I tried the CUDA Video Encoder introduced in CUDA 3.2 SDK, and it did work!
However, I don’t know how to How to play the .264 file outputted by CUDA Video Encoder, I tried lots of codes and players (FFMPEG, FFDSHOW, MPC, VLC…), these all failed to render it. And the CUDA SDK Decoder also couldn’t decode it correctly…
Won’t the output of the encoder API be the “naked” video stream? You will still need to embed the video into a suitable container format then write that out to disk. Most decoder libraries can’t detect the video format of a raw bitstream, and need metadata from the container to work out how to play the video.

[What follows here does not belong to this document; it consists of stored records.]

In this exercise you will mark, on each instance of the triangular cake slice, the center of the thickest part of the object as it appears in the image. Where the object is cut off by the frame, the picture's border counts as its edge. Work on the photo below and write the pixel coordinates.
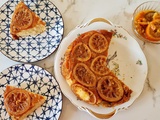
(19, 103)
(25, 22)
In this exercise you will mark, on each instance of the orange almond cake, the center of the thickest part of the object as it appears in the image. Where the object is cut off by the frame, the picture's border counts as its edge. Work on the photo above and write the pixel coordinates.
(25, 22)
(19, 103)
(85, 70)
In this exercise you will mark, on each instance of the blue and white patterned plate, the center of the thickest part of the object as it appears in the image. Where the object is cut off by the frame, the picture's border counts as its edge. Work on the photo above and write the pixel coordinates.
(37, 80)
(32, 48)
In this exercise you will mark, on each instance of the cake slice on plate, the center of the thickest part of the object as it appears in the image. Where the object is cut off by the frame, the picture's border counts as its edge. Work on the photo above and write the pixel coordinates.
(25, 22)
(19, 103)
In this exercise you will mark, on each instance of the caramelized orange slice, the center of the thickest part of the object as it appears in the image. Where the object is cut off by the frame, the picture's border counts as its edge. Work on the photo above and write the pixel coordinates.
(17, 102)
(81, 52)
(99, 65)
(153, 30)
(98, 43)
(84, 93)
(22, 18)
(84, 75)
(110, 89)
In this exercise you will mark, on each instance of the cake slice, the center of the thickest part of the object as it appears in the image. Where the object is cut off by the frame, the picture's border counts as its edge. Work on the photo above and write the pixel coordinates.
(19, 103)
(25, 22)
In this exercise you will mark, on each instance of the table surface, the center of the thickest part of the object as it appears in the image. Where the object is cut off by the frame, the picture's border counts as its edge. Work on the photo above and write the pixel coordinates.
(76, 12)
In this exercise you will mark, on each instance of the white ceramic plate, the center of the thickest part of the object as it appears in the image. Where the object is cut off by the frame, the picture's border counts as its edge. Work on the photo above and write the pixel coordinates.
(130, 64)
(31, 48)
(37, 80)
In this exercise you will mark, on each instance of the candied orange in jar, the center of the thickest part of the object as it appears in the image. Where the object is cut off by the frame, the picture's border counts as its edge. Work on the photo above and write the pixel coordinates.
(147, 24)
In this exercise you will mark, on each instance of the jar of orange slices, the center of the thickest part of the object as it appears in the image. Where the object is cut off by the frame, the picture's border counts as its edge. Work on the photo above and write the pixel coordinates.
(146, 21)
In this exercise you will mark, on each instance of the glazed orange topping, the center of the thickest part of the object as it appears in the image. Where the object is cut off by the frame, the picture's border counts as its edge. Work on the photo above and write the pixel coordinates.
(85, 70)
(147, 24)
(17, 102)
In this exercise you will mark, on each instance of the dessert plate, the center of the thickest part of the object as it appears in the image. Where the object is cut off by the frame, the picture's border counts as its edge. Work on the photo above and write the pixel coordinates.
(126, 60)
(37, 80)
(32, 48)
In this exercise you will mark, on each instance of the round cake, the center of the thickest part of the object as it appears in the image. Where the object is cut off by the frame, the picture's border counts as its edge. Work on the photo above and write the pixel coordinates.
(85, 70)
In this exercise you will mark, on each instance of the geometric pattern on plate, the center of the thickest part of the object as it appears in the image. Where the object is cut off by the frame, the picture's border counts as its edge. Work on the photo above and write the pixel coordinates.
(37, 80)
(31, 48)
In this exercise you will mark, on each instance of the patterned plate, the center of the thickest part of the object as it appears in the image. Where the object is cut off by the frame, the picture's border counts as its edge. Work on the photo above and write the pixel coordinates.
(31, 49)
(34, 79)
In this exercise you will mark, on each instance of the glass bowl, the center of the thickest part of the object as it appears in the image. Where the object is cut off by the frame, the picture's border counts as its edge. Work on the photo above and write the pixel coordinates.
(146, 21)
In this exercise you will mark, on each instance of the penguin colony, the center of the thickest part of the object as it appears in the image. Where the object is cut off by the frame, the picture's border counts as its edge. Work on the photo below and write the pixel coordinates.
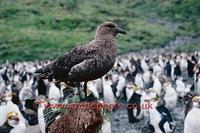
(165, 80)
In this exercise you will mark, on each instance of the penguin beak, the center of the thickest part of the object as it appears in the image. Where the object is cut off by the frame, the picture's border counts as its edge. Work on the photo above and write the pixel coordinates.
(121, 31)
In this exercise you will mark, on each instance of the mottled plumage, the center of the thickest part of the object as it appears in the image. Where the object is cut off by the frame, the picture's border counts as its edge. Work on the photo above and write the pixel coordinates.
(86, 62)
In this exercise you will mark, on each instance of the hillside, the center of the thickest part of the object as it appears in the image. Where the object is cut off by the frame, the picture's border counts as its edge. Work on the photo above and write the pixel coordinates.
(45, 29)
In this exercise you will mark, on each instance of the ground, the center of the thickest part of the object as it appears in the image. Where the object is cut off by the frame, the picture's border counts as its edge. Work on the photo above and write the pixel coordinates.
(120, 124)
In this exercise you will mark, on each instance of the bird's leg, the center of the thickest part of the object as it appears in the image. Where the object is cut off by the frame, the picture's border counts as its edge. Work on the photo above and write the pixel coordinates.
(79, 92)
(85, 90)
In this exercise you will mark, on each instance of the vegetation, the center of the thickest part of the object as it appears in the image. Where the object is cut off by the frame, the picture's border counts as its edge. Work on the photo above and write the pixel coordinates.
(45, 29)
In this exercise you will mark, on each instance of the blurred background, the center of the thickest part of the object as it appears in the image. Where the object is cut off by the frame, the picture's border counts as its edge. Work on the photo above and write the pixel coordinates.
(45, 29)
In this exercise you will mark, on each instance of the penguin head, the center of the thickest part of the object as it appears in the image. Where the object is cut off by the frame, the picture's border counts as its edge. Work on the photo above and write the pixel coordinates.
(12, 118)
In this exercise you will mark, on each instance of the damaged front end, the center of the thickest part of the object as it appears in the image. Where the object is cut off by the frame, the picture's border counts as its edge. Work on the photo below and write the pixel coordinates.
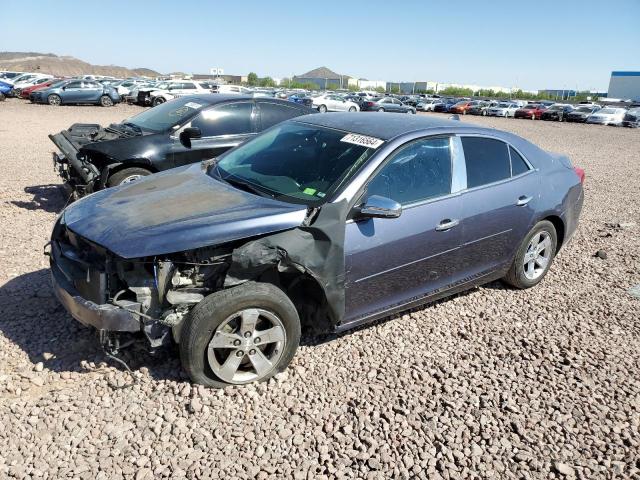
(148, 295)
(82, 173)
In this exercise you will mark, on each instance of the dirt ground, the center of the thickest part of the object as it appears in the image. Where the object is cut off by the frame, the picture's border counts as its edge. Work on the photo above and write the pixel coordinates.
(543, 383)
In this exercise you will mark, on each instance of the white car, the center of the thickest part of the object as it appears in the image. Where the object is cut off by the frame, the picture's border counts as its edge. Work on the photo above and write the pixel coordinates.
(608, 116)
(503, 109)
(427, 104)
(175, 89)
(334, 103)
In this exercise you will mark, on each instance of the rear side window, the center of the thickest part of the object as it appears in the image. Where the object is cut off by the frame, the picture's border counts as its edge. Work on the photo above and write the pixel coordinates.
(273, 113)
(487, 160)
(418, 171)
(227, 119)
(518, 165)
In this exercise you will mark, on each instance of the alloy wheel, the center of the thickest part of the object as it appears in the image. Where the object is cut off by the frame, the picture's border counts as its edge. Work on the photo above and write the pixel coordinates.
(538, 255)
(247, 346)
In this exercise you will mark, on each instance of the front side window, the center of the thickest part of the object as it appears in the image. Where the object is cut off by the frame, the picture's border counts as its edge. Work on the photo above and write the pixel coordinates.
(294, 162)
(487, 160)
(418, 171)
(227, 119)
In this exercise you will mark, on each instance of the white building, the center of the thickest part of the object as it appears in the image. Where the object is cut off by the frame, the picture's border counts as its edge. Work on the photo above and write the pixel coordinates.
(624, 85)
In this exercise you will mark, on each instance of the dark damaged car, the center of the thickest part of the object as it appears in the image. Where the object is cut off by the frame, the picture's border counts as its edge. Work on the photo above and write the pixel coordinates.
(183, 131)
(323, 222)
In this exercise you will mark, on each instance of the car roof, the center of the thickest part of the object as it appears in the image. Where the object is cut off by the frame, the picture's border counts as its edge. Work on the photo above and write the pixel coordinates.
(384, 126)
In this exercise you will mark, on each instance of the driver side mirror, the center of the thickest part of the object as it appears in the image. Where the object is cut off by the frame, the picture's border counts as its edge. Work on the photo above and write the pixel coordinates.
(379, 207)
(188, 133)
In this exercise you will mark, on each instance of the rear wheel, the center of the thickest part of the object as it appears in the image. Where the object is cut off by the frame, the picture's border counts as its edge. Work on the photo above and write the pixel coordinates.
(106, 101)
(127, 175)
(534, 256)
(241, 335)
(54, 100)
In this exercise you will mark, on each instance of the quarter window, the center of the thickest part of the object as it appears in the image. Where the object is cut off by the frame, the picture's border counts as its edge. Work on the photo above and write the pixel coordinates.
(518, 165)
(487, 160)
(228, 119)
(418, 171)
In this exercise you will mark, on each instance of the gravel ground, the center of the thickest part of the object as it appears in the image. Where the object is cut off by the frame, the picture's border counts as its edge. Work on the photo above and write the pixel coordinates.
(495, 383)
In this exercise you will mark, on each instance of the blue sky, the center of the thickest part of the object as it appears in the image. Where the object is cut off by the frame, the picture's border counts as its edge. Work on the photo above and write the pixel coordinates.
(529, 44)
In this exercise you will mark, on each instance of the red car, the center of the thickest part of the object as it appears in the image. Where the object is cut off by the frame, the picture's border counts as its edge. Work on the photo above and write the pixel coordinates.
(533, 111)
(25, 92)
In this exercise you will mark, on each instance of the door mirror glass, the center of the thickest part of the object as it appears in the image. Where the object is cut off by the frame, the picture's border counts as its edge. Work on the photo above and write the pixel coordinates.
(380, 207)
(188, 133)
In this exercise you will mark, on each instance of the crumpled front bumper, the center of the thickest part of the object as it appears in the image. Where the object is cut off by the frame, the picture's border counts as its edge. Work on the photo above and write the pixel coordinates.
(103, 317)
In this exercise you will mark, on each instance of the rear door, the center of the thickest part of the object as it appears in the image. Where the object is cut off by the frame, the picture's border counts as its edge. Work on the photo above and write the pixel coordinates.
(394, 261)
(498, 205)
(223, 127)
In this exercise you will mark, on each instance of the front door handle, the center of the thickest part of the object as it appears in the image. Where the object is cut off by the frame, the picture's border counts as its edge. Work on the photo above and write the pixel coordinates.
(523, 200)
(446, 224)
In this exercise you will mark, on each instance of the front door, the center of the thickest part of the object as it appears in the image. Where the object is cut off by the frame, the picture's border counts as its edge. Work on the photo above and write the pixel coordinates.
(391, 262)
(223, 127)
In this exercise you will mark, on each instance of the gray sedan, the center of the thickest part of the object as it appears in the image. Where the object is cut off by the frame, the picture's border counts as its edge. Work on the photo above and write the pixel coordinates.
(326, 221)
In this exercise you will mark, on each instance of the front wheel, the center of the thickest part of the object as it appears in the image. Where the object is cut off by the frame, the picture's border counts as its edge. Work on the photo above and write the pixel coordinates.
(534, 256)
(106, 101)
(241, 335)
(127, 175)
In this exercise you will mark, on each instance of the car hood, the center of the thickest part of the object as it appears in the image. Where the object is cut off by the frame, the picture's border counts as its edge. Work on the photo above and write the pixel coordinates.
(176, 210)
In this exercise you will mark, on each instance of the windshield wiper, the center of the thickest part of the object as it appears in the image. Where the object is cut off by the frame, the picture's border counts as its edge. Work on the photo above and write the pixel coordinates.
(246, 186)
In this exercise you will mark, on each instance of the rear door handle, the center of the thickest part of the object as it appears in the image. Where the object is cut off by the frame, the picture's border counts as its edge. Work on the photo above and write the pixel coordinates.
(523, 200)
(446, 224)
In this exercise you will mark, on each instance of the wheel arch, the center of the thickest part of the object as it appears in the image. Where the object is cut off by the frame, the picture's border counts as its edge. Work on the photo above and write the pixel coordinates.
(558, 224)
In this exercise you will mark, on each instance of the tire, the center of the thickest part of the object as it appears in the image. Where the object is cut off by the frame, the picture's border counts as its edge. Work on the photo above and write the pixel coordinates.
(106, 101)
(223, 311)
(520, 276)
(54, 100)
(127, 175)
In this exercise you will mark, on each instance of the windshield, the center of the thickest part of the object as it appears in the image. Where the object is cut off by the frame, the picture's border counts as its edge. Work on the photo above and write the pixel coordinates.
(166, 115)
(295, 162)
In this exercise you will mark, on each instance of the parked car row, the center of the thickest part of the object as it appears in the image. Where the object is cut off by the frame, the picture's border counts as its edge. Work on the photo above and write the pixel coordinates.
(290, 218)
(543, 110)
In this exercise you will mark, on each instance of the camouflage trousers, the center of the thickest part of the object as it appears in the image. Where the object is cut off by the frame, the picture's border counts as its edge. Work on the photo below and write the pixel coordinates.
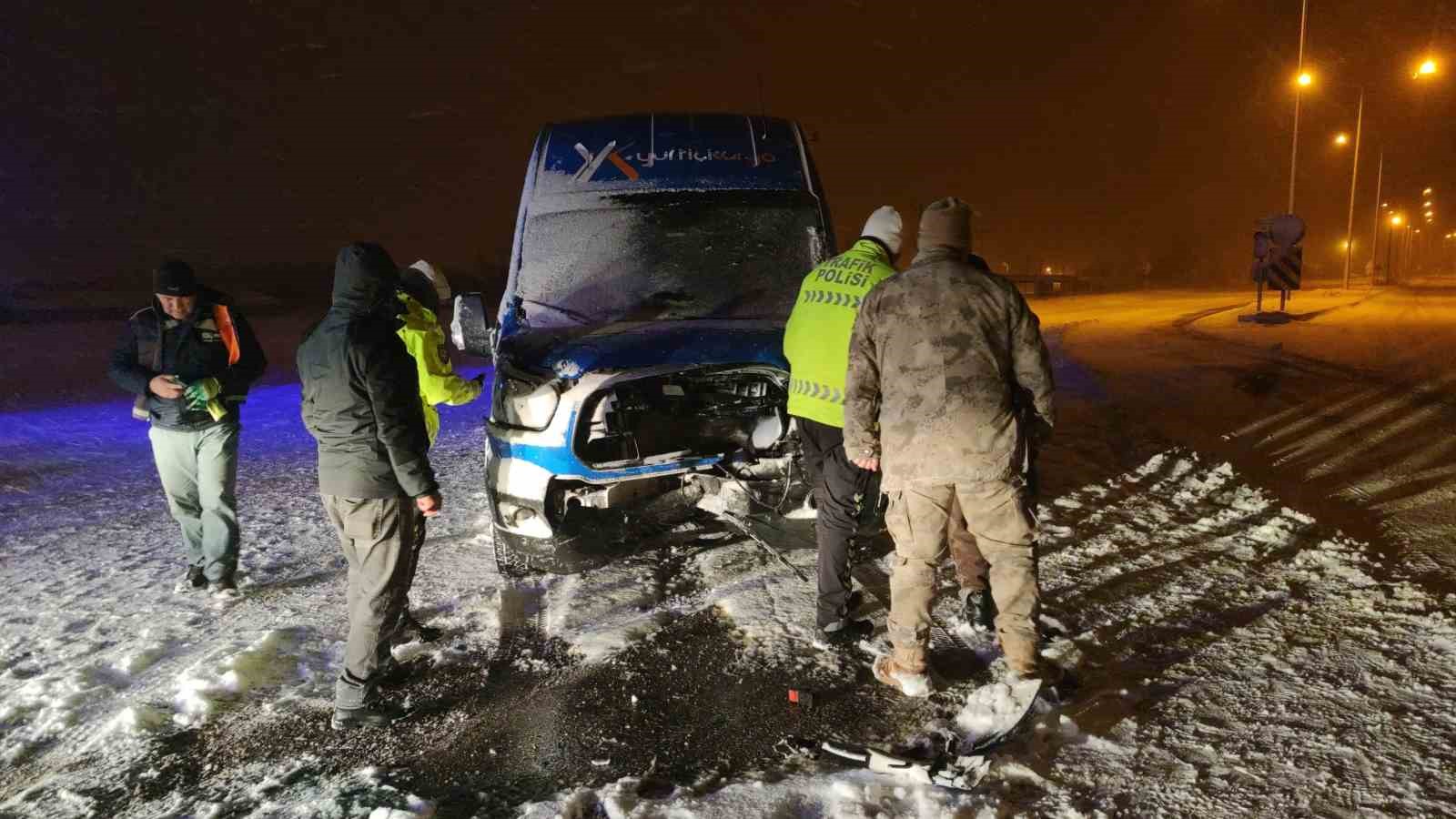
(972, 570)
(996, 516)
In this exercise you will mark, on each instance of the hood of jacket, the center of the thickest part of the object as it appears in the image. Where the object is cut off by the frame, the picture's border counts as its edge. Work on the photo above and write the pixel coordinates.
(626, 346)
(206, 299)
(364, 280)
(932, 254)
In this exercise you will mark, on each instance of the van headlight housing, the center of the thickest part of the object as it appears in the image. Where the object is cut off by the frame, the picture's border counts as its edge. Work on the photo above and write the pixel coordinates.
(524, 404)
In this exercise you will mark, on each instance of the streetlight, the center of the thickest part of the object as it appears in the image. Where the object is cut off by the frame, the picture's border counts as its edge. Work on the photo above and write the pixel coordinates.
(1303, 80)
(1354, 175)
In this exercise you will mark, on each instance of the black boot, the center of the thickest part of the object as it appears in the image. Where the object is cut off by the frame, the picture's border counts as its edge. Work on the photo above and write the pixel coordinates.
(979, 608)
(846, 632)
(371, 714)
(194, 579)
(411, 630)
(359, 705)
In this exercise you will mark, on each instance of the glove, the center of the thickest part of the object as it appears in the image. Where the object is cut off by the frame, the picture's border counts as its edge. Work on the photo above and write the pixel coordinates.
(200, 392)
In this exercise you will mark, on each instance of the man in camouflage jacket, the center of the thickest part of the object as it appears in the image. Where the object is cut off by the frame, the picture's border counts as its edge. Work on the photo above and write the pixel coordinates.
(948, 385)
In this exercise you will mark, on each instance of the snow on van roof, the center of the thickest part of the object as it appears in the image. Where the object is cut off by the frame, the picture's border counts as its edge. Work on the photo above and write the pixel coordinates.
(672, 152)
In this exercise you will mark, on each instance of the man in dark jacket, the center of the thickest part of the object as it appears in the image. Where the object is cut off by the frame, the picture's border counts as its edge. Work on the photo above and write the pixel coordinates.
(361, 405)
(936, 361)
(189, 359)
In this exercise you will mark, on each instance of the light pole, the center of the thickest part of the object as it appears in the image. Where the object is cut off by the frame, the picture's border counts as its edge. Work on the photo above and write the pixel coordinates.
(1375, 232)
(1354, 174)
(1390, 247)
(1303, 80)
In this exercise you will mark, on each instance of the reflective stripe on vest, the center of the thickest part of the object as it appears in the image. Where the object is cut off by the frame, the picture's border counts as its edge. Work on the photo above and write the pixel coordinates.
(830, 298)
(814, 389)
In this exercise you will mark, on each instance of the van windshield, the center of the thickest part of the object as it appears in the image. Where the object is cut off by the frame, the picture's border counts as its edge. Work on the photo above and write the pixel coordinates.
(669, 256)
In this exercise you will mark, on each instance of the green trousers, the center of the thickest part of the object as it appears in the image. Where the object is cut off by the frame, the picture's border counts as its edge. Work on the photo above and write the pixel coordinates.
(198, 471)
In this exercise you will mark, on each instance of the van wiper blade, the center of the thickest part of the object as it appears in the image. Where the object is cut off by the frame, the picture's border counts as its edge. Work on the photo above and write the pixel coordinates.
(567, 312)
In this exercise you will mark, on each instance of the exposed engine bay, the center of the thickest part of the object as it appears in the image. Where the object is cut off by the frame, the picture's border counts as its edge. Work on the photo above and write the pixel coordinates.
(684, 414)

The VLC (by the way VLC is not dependent on DirectShow in any way) is able to play elementary H.264 bitstreams. The stream has to begin with a SPS (sequence parameter set: 00 00 00 01 67 = startcode) followed by a PPS (picture parameter set: 00 00 00 01 68 = startcode) usually followed by a coded I slice (00 00 00 01 65 = startcode). Most encoders insert the SPS/PPS combination before an I frame. Some encoders use 00 00 00 01 27 as a start code for the SPS and 00 00 00 01 28 for the PPS. The SPS/PPS is needed to set up the decoder. It contains all required information like resolution and framerate. For the VLC I use the file extension *.h264. Alternatively you can use YAMB2 (Yamb » Yet Another MP4Box UI) to create a mp4 file that can also be played by the MPC HT (Media Player Classic - Home Theater). If YAMB can not multiplex a valid mp4 file than the bitstream is corrupt.
If you start recording in the middle of the bitstream try to find the first SPS header and cut off all bytes before. If you can not find a SPS header then something is wrong.
I was able to successfully write the bitstream into an AVI with the C API and to an mp4 file using the DirectShow filter (this only worked with the ATI MPEG Multiplexer).